Os barracos do júri em Cannes

Não são poucas as histórias mal contadas e confusões envolvendo os jurados do festival

seg, 15/05/2017 - 13:40
RALPH GATTI (Arquivo) Foto tirada em 12 de maio de 1977 em Cannes mostra o júri da 15ª edição: Anatole Dauman, Gilles Jacob, Carlos Fuentes, Roberto Rossellini, Benoite Groult, Marthe Keller, Jacques Demy, Pauline Kael, Yuri Ozerov, Robert Favre le Bret e N'Sougan Agblemagnon RALPH GATTI

Nem tudo o que reluz é ouro, ainda que seja a Palma de Ouro, prêmio máximo do Festival de Cannes. Ao longo da história da mostra, vazamentos sobre as deliberações do júri revelaram confusões e guerras viscerais.

- Rossellini, a jogada perversa-

Em 1977, Roberto Rossellini reina sobre o júri como um déspota ilustrado. O presidente do Festival, Robert Favre Le Bret, quer que a Palma de Ouro vá para "Um dia muito especial", de Ettore Scola. Mas Rossellini prefere o filme dos irmãos Taviani, "Pai Patrão", filmado em 16 mm para a televisão.
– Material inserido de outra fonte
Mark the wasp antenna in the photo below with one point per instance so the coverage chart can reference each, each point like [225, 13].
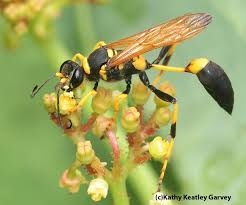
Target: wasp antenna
[58, 106]
[37, 88]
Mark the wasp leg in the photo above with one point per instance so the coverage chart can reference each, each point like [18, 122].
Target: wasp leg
[78, 56]
[92, 93]
[166, 52]
[168, 98]
[123, 95]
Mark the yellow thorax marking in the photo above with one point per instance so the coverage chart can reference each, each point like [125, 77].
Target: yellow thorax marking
[197, 65]
[103, 72]
[121, 66]
[86, 66]
[59, 75]
[110, 53]
[63, 80]
[139, 63]
[99, 44]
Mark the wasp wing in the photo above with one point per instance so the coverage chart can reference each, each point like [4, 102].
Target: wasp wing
[172, 32]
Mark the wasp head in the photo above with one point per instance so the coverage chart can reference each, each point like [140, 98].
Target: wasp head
[72, 73]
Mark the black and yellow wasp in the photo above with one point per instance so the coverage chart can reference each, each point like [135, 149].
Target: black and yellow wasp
[121, 59]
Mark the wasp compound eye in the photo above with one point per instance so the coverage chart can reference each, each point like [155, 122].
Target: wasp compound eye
[74, 72]
[218, 85]
[68, 67]
[77, 77]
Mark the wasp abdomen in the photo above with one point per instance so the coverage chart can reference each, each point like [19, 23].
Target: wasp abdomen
[218, 85]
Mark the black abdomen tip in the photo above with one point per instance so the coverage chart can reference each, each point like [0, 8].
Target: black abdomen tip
[218, 85]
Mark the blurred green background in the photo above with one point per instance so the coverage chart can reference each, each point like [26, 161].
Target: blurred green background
[209, 154]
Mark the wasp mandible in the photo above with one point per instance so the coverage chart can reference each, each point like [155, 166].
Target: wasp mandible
[122, 59]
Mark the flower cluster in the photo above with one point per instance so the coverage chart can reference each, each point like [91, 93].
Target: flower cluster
[139, 130]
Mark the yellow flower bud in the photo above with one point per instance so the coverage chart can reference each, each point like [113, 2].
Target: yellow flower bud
[72, 184]
[50, 102]
[140, 93]
[85, 154]
[130, 119]
[167, 88]
[98, 189]
[162, 116]
[102, 101]
[158, 148]
[101, 125]
[67, 103]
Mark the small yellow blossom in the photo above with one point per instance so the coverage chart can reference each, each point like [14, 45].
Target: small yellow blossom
[98, 189]
[158, 148]
[85, 154]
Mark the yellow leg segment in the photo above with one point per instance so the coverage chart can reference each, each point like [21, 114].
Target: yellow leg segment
[99, 44]
[165, 62]
[118, 100]
[170, 148]
[83, 100]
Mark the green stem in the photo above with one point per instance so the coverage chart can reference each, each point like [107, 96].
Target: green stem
[119, 192]
[143, 180]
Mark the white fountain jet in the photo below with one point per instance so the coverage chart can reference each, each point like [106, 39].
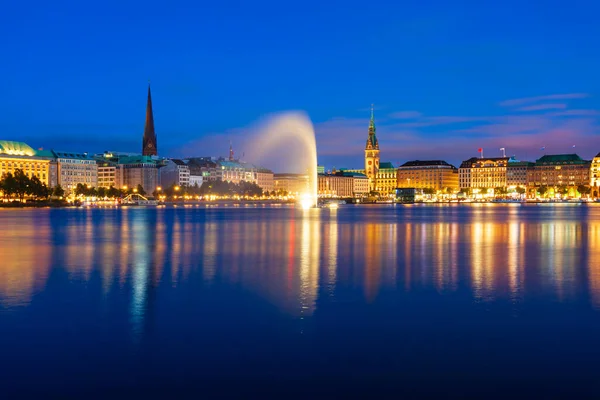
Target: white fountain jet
[284, 131]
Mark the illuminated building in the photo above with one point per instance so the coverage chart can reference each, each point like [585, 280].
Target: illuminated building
[175, 173]
[372, 154]
[386, 179]
[76, 168]
[138, 170]
[517, 172]
[107, 174]
[479, 173]
[434, 174]
[291, 183]
[560, 170]
[595, 176]
[18, 155]
[264, 179]
[360, 183]
[335, 185]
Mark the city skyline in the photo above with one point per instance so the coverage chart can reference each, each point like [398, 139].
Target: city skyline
[444, 83]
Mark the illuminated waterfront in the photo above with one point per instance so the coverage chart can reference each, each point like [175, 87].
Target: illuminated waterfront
[188, 297]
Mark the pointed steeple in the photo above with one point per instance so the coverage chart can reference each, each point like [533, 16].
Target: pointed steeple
[372, 142]
[149, 145]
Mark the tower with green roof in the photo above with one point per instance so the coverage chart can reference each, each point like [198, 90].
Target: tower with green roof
[372, 153]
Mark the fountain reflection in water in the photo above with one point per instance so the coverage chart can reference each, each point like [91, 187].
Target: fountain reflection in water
[284, 131]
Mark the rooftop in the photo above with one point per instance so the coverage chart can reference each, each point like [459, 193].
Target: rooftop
[72, 155]
[16, 148]
[560, 159]
[426, 163]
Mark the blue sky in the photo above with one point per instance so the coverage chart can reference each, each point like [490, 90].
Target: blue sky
[445, 77]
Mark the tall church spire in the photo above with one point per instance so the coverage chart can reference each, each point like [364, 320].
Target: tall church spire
[372, 142]
[149, 145]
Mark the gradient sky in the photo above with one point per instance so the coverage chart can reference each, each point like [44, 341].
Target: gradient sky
[445, 77]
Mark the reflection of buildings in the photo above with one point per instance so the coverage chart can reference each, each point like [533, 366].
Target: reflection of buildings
[26, 259]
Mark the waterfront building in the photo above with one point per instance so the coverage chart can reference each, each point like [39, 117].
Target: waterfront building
[595, 176]
[292, 184]
[205, 167]
[175, 173]
[107, 173]
[196, 180]
[360, 183]
[559, 172]
[433, 174]
[76, 168]
[386, 179]
[517, 173]
[335, 185]
[149, 142]
[480, 174]
[264, 179]
[19, 155]
[372, 154]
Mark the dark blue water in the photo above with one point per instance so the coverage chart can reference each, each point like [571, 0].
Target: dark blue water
[235, 301]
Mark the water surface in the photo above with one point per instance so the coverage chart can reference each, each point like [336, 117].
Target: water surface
[363, 299]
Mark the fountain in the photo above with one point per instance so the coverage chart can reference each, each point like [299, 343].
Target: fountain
[283, 130]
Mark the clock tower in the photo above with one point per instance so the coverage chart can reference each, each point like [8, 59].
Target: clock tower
[372, 154]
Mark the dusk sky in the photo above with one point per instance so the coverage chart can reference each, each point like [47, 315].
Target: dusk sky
[446, 77]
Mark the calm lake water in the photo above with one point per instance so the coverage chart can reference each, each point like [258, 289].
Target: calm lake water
[370, 300]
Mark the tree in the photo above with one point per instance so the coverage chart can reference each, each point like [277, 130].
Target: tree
[58, 191]
[140, 190]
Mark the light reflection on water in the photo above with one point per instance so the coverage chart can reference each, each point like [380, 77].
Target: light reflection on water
[285, 255]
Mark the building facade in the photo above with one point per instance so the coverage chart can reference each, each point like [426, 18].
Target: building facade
[560, 171]
[175, 173]
[75, 169]
[107, 173]
[434, 174]
[292, 184]
[517, 174]
[335, 185]
[483, 173]
[386, 180]
[264, 179]
[595, 176]
[19, 155]
[372, 154]
[149, 142]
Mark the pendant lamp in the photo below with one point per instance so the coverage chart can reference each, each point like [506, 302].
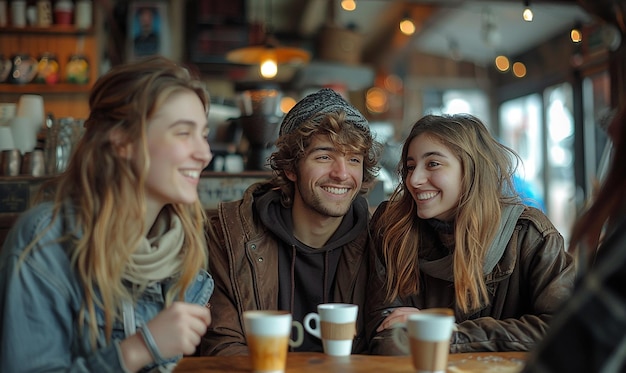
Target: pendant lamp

Para dissipar as dúvidas de uma integrante do júri, Rossellini lhe dá de presente uma joia caríssima que põe na conta de Favre Le Bret. No dia da premiação, ao entregar a Palma aos irmãos Taviani, o diretor, em tom provocador, afirma: "Sem a televisão, o cinema morrerá". Indignado, Favre Le Bret promete que de a partir de então, o júri teria "mais profissionais de verdade e menos amadores".

- O concurso "arranjado" de Françoise Sagan -

Em 1979, a Palma de Ouro é atribuída 'ex-aequo' (com igual mérito) ao filme "Apocalipse Now", de Francis Ford Coppola, e a "O Tambor", de Volker Schlöndorff. Sete meses depois, a polêmica vem à tona: a presidente do júri, a escritora Françoise Sagan, diz à imprensa que a competição foi "arranjada" e acusa Favre Le Bret de ter pressionado o júri, que queria premiar apenas o filme do cineasta alemão.

A este escândalo se somam "considerações financeiras mesquinhas", escreve a AFP na ocasião. A escritora se queixa de que o hotel onde se hospedou, convidada pelo Festival, lhe exigiu pagar suas despesas de alojamento. Cannes reage publicando a conta astronômica de gastos "extras".

- Polanski embriaga o júri -

Em 1991, um único filme agrada o presidente do júri, Roman Polanski: "Barton Fink: Delírios de Hollywood", dos irmãos Coen. O cineasta quer atribuir-lhe todos os prêmios. Na véspera da premiação, organiza uma deliberação privada, no qual serve álcool em abundância, aproveitando para convencer todos os membros do júri para atribuir a Palma de Ouro a "Barton Fink". No dia seguinte, durante a deliberação oficial, a decisão é questionada, mas Polanski rejeita categoricamente que se vote de novo.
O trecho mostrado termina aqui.